I love this example I came up with based on Steven Pinker’s Language Instinct examples of irregular plurals demonstrating the way we get a window into the brain’s workings via grammar. He used words like “tooth” “teeth” but “sabertooth” “sabertooths” to demonstrate that if the word does not denote what the head word is, “tooth” in this case, then it is not treated as an irregular plural, i.e. a “sabertooth” is not a tooth but an animal. What happens, apparently, in the brain is that the pathway for making words plural in a regular way is to select the word from storage, bring it to the platform where grammar is applied, and attach -s.
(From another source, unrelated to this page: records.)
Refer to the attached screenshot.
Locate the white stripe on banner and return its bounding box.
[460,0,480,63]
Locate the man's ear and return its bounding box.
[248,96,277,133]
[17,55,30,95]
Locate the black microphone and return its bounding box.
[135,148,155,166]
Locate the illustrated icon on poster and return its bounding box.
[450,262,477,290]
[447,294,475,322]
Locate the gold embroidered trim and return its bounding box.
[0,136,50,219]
But an irregular plural like “teeth” is stored just like any other word, right alongside “tooth” in this case. So it bypasses the grammatical stage as long as it is teeth we are talking about.
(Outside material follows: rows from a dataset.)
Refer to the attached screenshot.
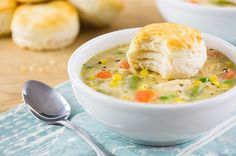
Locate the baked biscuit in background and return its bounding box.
[16,0,51,3]
[0,0,17,36]
[11,1,80,50]
[127,23,207,79]
[69,0,123,26]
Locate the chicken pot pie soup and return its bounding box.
[81,23,236,104]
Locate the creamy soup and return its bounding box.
[81,45,236,104]
[188,0,236,6]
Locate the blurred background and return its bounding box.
[0,0,164,112]
[0,0,236,112]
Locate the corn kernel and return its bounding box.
[209,75,218,82]
[225,61,234,67]
[100,59,107,64]
[113,74,122,81]
[139,84,147,89]
[88,75,95,80]
[193,80,202,86]
[220,84,231,90]
[212,81,220,87]
[175,97,184,102]
[121,95,130,100]
[140,69,149,76]
[110,80,119,87]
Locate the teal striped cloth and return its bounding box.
[0,82,236,156]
So I was reading my exercise book and noticed the name for one exercise is “jackknife”. “So how many jackknifes should you do?” “Wait a minute,” I thought, ‘jackknifes’? Why not ‘jackknives’?” Ah! A jackknife is not a knife, it is an exercise, therefore “jackknife” does not bypass the grammatical platform where the -s is added but instead does stop to take on the -s for plural.
This particular word demonstrates this nicely b/c there are so many words, like “penknife”, that denote an actual knife and so take the -ves plural: penknives. But even better, there is a knife called a jackknife, when the name for the exercise, which also uses the irregular plural: jackknives.
You can imagine a tough challenging a guy like this: “I have several jackknives on me and I’ll cut you if you don’t do 10 jackknifes for me.” Tough workout.